Costume in Meiji Japan

When Stoddard travelled Japan between 1895 and 1897, it was ruled by the emperor Mutsuhito, better known as Meiji Tennô. The once hermetically closed empire had been forcefully opened to the "West" only a few decades earlier, followed by a major restructuring of power: The shôgun, who had been the actual ruler for centuries, relinquished his power to the emperor in 1868. Shortly after, the tennô moved from the old capital Kyôto to the new, "Eastern" capital Tôkyô.*

By the time Stoddard visited, the Meiji government ("Meiji" can be translated as "enlightened government") had already effected, and were still working on, reforms that were to lay Japan's path into modernity: new laws and a constitution modeled on those of France, Germany and England, a new educational system, the study of Western science and many more. Stoddard expressed his admiration for the elementary schools open to children of all classes, and the huge and modern Imperial University, now known as the prestigious Tôkyô Daigaku AKA Tôdai.

Europe and America were the shining examples of the time, imitated and admired. What Stoddard witnessed was the transition of a society from the middle ages to the industrial age - from the centuries-old feudal system, with the clearly defined class structure of warrior <- peasant <- artisan <- merchant (shi-nô-kô-shô), to a pre-industrial society in which the once mighty warrior class, the samurai (shi), had no place at all. In fact, status definitions and ranking - all-important in Japanese society - were being almost completely re-defined just then, ending in the present state of definition via job.
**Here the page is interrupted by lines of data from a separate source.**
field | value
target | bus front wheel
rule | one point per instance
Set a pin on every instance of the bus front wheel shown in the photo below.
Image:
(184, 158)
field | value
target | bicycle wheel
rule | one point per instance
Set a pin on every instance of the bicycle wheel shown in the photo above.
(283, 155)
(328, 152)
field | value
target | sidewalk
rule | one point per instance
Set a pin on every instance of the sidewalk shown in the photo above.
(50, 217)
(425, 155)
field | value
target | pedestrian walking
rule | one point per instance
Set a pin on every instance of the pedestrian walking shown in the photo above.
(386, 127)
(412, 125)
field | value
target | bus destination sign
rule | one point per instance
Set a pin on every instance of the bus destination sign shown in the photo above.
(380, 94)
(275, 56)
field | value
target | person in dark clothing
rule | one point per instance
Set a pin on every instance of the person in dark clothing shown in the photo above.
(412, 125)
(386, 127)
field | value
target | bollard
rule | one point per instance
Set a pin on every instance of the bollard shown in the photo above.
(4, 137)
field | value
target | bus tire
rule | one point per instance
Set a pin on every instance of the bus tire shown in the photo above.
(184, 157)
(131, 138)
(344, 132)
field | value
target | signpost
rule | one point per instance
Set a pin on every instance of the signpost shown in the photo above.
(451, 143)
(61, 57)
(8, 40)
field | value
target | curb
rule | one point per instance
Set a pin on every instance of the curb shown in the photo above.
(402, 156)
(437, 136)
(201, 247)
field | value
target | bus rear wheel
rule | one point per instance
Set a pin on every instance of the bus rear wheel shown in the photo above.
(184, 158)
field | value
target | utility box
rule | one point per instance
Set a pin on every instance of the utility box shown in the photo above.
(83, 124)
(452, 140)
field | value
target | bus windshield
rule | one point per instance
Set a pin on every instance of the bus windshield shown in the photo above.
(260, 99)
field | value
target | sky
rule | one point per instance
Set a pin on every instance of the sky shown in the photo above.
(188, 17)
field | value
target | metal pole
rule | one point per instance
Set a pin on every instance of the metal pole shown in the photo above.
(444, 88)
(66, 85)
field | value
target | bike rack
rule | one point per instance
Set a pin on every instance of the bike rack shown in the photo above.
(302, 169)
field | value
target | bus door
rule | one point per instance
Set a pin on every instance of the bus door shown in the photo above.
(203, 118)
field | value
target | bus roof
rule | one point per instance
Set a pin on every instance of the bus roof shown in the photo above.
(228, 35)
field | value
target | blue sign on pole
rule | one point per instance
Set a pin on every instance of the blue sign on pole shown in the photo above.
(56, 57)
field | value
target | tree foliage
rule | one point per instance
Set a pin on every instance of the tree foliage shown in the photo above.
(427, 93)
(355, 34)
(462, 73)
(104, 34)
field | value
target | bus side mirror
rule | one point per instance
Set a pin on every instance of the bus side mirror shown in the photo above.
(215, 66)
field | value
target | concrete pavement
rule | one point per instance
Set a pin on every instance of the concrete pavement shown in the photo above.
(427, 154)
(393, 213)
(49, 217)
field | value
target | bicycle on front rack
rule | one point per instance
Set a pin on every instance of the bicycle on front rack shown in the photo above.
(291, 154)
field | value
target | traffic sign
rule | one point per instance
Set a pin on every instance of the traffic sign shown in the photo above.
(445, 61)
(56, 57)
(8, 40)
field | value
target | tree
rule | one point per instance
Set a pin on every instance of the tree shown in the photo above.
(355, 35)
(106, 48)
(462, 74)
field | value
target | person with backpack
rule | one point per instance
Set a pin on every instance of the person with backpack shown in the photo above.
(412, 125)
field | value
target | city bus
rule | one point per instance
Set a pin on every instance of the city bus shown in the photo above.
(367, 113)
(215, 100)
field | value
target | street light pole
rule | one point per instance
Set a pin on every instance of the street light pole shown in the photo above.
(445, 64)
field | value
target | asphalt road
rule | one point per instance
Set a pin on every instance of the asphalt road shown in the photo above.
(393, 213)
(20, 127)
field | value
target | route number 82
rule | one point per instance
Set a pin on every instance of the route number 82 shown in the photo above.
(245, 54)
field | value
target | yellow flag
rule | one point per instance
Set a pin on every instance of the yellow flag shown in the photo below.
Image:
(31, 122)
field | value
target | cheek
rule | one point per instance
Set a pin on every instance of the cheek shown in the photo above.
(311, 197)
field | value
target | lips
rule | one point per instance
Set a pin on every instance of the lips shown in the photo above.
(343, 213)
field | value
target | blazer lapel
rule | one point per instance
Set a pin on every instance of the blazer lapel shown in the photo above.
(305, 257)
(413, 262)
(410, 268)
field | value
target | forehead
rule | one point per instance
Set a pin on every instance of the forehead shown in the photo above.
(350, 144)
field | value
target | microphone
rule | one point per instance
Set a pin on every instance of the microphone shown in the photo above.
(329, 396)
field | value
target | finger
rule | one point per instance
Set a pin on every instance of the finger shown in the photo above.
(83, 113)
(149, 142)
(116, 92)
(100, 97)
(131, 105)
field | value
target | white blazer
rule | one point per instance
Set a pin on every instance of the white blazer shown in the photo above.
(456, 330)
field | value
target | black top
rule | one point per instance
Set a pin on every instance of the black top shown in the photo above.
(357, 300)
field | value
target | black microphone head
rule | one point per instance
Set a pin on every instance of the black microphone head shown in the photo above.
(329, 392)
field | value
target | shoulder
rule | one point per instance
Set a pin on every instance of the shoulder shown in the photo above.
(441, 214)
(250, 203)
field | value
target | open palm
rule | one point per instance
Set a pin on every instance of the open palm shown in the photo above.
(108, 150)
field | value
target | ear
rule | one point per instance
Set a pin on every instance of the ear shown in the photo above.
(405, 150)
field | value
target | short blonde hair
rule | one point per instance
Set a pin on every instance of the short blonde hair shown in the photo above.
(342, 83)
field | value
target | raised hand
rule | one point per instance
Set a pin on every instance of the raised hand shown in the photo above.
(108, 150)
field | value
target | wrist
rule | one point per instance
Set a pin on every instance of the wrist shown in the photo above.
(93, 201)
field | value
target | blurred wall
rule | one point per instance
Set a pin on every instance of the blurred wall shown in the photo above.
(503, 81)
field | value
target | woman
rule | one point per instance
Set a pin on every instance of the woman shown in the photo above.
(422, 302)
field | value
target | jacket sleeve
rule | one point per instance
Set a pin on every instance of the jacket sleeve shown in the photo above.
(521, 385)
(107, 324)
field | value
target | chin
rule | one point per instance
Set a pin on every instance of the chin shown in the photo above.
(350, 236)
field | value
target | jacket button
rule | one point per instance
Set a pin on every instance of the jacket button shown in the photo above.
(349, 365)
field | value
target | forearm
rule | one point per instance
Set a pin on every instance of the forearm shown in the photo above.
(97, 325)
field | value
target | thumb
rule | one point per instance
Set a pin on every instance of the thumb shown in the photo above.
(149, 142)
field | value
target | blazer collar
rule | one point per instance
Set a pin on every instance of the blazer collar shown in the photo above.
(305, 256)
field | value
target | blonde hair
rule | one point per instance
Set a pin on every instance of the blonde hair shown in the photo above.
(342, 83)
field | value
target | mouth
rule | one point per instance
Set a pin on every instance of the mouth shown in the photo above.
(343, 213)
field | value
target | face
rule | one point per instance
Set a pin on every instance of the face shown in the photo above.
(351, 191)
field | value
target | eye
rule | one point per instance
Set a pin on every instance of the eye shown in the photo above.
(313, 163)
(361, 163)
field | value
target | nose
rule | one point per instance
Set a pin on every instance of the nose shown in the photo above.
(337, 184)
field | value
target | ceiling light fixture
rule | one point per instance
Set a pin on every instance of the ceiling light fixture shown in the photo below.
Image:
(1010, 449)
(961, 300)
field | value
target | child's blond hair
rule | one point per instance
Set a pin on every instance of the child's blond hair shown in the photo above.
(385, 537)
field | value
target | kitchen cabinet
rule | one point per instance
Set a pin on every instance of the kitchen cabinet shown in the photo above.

But then as now, it is only the surface that is "modernised" or "westernised". What Stoddard remarked on and what many modern visitors fail to notice is that Japan always remained Japanese at its core, be it Meiji era (1868-1912), Shôwa era (1926-1989) or Heiwa era (now).

Yet at the same time, Stoddard's Japan appears to be farther removed from the modern Japan than from that of the 17th century. But then Stoddard pictured and described what appeared to be exotic rather than what seemed familiar to him, and isn't 19th century Europe also an exotic land to us now?

 

Meiji pictures I
Meiji pictures II


*) As a scholar of things Japanese, I of course use the Hepburn transliteration, i.e. long vovels are marked by a dash above. As normal fonts don't contain that peculiarity, I use the accent circonflex (^) instead. Normally, vovels are short in Japanese.